The Newest Yield Trap: Student Loans

Some income investors are getting desperate.

With the Fed reiterating its intention to keep interest rates near zero for another couple of years, the traditional yield avenues are essentially closed off. Certificates of deposit and money-market accounts are basically worthless. U.S. bond yields remain near historic lows, with the 10-year Treasury notes entering their 12th straight month of below a 2% yield.

Many investors starved for immediate returns are seeking radical alternatives. One place the yield hunters are satisfying their hunger is in student loans.

According to The Wall Street Journal, SLM Corp. (NASDAQ: SLM) – the largest student lender in the U.S. – sold $1.1 billion of securities backed by private student loans last week. SLM shares are up 16% in the last month. The stock has risen 25% since September, when the Fed announced its latest bond-buying program – known at the time as QE3.

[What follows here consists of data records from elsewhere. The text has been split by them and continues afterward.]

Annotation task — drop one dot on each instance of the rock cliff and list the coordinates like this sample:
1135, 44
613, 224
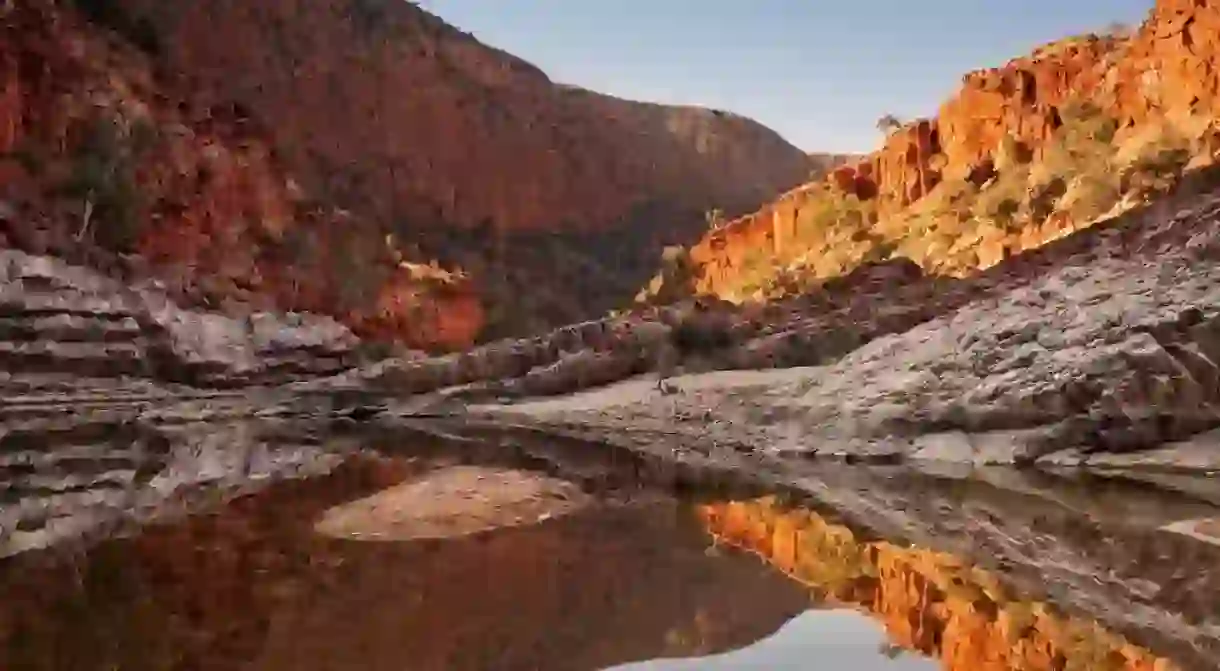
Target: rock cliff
467, 154
106, 162
1020, 155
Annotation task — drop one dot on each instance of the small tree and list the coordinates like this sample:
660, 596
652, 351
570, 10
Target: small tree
888, 123
1118, 29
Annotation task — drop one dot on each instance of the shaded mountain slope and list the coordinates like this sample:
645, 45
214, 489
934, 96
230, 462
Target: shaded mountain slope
469, 153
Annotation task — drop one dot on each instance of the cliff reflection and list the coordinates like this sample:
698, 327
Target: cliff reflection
929, 602
251, 586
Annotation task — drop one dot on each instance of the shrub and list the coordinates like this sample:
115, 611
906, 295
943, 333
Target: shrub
103, 178
139, 31
888, 123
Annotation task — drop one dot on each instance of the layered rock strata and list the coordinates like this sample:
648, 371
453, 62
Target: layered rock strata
1101, 343
68, 321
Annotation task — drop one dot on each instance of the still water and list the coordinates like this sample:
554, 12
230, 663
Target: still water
645, 582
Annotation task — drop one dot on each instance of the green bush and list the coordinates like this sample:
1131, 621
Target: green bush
103, 178
107, 14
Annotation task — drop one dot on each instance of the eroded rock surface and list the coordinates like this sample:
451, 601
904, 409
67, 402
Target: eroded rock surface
57, 319
1102, 343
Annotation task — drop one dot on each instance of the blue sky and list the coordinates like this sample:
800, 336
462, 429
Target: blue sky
820, 72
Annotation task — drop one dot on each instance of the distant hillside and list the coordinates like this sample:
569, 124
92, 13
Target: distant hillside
556, 200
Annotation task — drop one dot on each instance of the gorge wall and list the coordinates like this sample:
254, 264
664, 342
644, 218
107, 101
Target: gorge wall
1020, 155
358, 159
556, 200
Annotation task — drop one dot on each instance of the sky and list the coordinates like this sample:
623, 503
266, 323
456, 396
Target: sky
820, 72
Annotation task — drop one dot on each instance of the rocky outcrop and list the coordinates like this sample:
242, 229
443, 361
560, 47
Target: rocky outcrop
1098, 344
56, 319
497, 170
84, 481
1003, 132
109, 162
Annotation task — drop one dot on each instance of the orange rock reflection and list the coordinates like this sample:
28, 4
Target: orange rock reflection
929, 602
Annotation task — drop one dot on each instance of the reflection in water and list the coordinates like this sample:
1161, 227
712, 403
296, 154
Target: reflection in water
929, 602
253, 587
627, 586
814, 639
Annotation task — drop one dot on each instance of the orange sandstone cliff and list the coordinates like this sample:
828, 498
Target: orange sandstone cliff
1020, 155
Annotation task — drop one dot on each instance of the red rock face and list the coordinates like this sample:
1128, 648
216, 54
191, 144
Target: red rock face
1168, 68
471, 153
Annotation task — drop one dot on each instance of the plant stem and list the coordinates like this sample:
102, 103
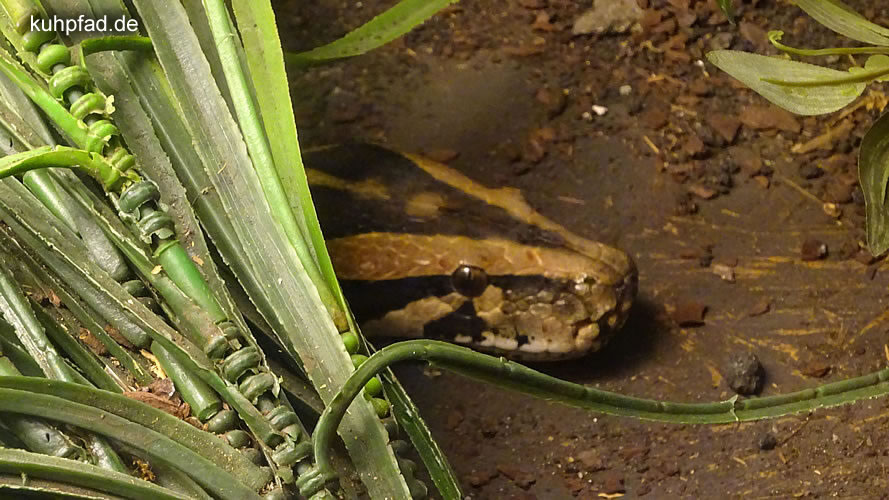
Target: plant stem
510, 375
774, 36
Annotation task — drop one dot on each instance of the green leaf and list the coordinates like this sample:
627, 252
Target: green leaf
877, 63
841, 18
160, 436
39, 468
268, 265
384, 28
752, 69
873, 174
728, 9
408, 417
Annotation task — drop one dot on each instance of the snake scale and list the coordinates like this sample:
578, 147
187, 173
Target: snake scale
423, 251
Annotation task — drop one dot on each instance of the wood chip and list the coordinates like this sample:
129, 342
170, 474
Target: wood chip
760, 308
813, 249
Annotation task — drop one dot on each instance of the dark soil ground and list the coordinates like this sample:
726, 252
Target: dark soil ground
699, 179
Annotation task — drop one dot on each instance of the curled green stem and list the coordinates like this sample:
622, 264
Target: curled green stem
775, 36
510, 375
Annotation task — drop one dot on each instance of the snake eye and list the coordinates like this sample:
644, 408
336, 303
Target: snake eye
470, 281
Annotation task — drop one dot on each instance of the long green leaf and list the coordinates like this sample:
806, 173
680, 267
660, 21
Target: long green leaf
298, 316
844, 20
257, 142
384, 28
24, 395
873, 173
752, 69
204, 444
78, 474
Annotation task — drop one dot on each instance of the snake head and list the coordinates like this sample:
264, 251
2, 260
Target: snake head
544, 317
522, 302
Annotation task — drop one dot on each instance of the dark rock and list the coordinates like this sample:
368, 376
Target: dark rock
744, 373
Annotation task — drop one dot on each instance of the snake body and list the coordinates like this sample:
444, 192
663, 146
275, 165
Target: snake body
425, 252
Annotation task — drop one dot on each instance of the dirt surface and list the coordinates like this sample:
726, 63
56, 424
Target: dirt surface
745, 222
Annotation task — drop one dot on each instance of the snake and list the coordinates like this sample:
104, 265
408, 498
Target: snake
424, 251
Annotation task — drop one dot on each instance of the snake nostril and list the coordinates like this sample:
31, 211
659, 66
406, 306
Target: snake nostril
470, 281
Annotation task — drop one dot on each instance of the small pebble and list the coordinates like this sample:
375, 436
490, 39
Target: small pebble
813, 249
744, 374
767, 441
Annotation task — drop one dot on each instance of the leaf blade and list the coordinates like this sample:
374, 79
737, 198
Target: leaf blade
873, 174
751, 69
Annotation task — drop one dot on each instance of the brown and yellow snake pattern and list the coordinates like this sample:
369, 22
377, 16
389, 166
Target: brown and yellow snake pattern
425, 252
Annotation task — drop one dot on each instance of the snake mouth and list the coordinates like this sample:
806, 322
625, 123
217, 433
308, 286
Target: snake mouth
555, 320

The Fed’s announcement prompted income investors with an appetite for risk to seek out high-risk, high-yield vehicles. The student loan industry was ripe for the pickings.

Interest rates on private loans have been rising as the price of those loans has fallen. Student-loan prices are down in part because borrowers are having a tougher time paying off those loans.

At the end of the fourth quarter, 31% of student loans, both private and federal, were more than 90 days past due. That’s worse than the 24% delinquency rate at the end of the 2008 fourth quarter, in the middle of the recession.

Private loans tend to have higher interest rates than federal ones – hence the sudden flock to a stock such as SLM. The low-priced, high-interest rate loans are selling like hotcakes. Through February, $5.6 billion in student loans had been sold this year – more than triple the total through the first two months of 2012.

SLM is using the sudden inflow of cash to lure more investors. The company upped its dividend payment by 20% last week – just its third dividend increase in the last six years.

Sounds enticing, huh?

Don’t take the bait.

This looks like the student loan version of the subprime mortgage lending crisis that got us into this financial mess in the first place.

There are other places to find yield that are far less risky – not to mention less morally ambiguous – than an unpaid student loan. Plenty of dividend stocks offer yields that are attractive enough to entice income investors seeking steady returns without taking on nearly the same risk.

My High Yield Wealth portfolio, in fact, is chock full of lower-risk, high-yielding opportunities. You can subscribe by clicking here.

I realize that some investors thrive on risk and constantly search for the highest return regardless of the potential consequences. But that’s not who we cater to here at Wyatt Research.

High-yielding private student loans may be the new frontier for risk-tolerant income investors in this low-interest rate world. But there are other, more practical alternatives to bonds and the money market than taking on the huge risk of investing in student-loan debt.

Over the long haul, investing in the types of dividend stocks like we do at High Yield Wealth will earn you much steadier returns without the risk of losing your shirt.